Roz commence à ressentir des émotions, comme l'anxiété d'une mère, quant à ce qu'elle doit faire. Un bébé a besoin de plus qu'un manuel d'instructions pour survivre. Roz s'adapte naturellement aux soins de Brightbill. Elle ne peut s'empêcher d'être fière de lui alors qu'il s'épanouit sous sa tendre tutelle. Il devient bien plus qu'une case à cocher. Brightbill est son fils et elle sera toujours sa mère.
Enseigner la compassion envers les autres
L'adolescence n'est pas une période facile. La puberté ajoute des rides inattendues à la dynamique familiale de Roz et Fink. C'est là que The Wild Robot étonne vraiment et aborde des thèmes difficiles avec un courage surprenant. Brightbill est un avorton qui est moqué et rejeté par les autres oies. Il est l'étrange rejeton d'un monstre de métal. Le troupeau juge Brightbill parce que lui et sa famille ne correspondent pas à leur perception de la normalité. Sanders dépeint la haine, le fanatisme et l'intimidation à travers un prisme sans fard.
Le traitement horrible et laid de Brightbill le force à se demander si toute son existence n'est pas un mensonge. Comment un robot peut-il être sa mère ? Sont-ils vraiment des monstres qui devraient être évités et ostracisés ? Sanders enseigne aux enfants une précieuse leçon sur les vertus de l'acceptation et de la compassion. Quelqu'un peut ne pas vous ressembler et ne pas venir du même milieu, mais il a aussi des sentiments et mérite le respect.
Roz et Brightbill seraient complètement perdus sans l'aide de Fink. Son intrigue secondaire m'a rappelé Nick Wilde dans le tout aussi fantastique Zootopie. Ce renard solitaire et espiègle, qui est généralement considéré avec mépris et méfiance, ne voulait qu'un endroit où il pourrait se sentir chez lui, comme tout le monde. Le Fink de Pascal se fait une conscience en gagnant l'amitié de Roz, devient en quelque sorte un père de substitution pour Brightbill et aide à construire une communauté prospère. C'est peut-être l'élément le plus prévisible du film, mais il n'en est pas moins réconfortant. Fink embrasse un changement pour le mieux et inspire d'autres animaux qui doutent de sa véracité.

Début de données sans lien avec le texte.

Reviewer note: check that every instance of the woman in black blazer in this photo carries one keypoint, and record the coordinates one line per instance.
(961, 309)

Le robot sauvage est une prouesse visuelle éblouissante
The Wild Robot se déroule dans un futur où l'intelligence artificielle a évolué vers une pensée rationnelle et une résolution de problèmes indépendante. Roz s'adapte à la maternité. Elle ne prend pas une arme, ne devient pas Terminator et n'instaure pas un régime autoritaire. Sanders illustre la possibilité d'une issue positive pour la sensibilité des machines. Le hic, c'est que Roz est un produit capricieux et que ses créateurs le jugent précieux. Universal Dynamics veut récupérer son robot. Comment a-t-elle pu choisir sa propre voie ? Cela met en place un conflit violent qui est sans aucun doute prophétique. Que fera l'humanité lorsque l'aspirateur robot décidera de poursuivre d'autres intérêts au lieu de nettoyer les tapis ?
Il y a déjà tant de choses à aimer, et nous n'avons même pas encore parlé de l'animation CGI de la bannière. The Wild Robot est une prouesse visuelle éblouissante. Le film a une palette de couleurs étonnante qui capture brillamment le décor pittoresque de l'île. Les enfants seront également ravis de la dextérité de Roz et de sa capacité à imiter les animaux qu'elle observe. Vous ne pouvez pas vous empêcher de vous sentir libéré alors qu'elle se pavane comme un élan dans les prairies immaculées, puis de rire aux éclats alors qu'elle apprend à Brightbill à nager et à voler. Chaque maman recevra un gros câlin après celui-ci.
The Wild Robot est une production de DreamWorks Animation. Il sortira en salles le 27 septembre prochain chez Universal Pictures.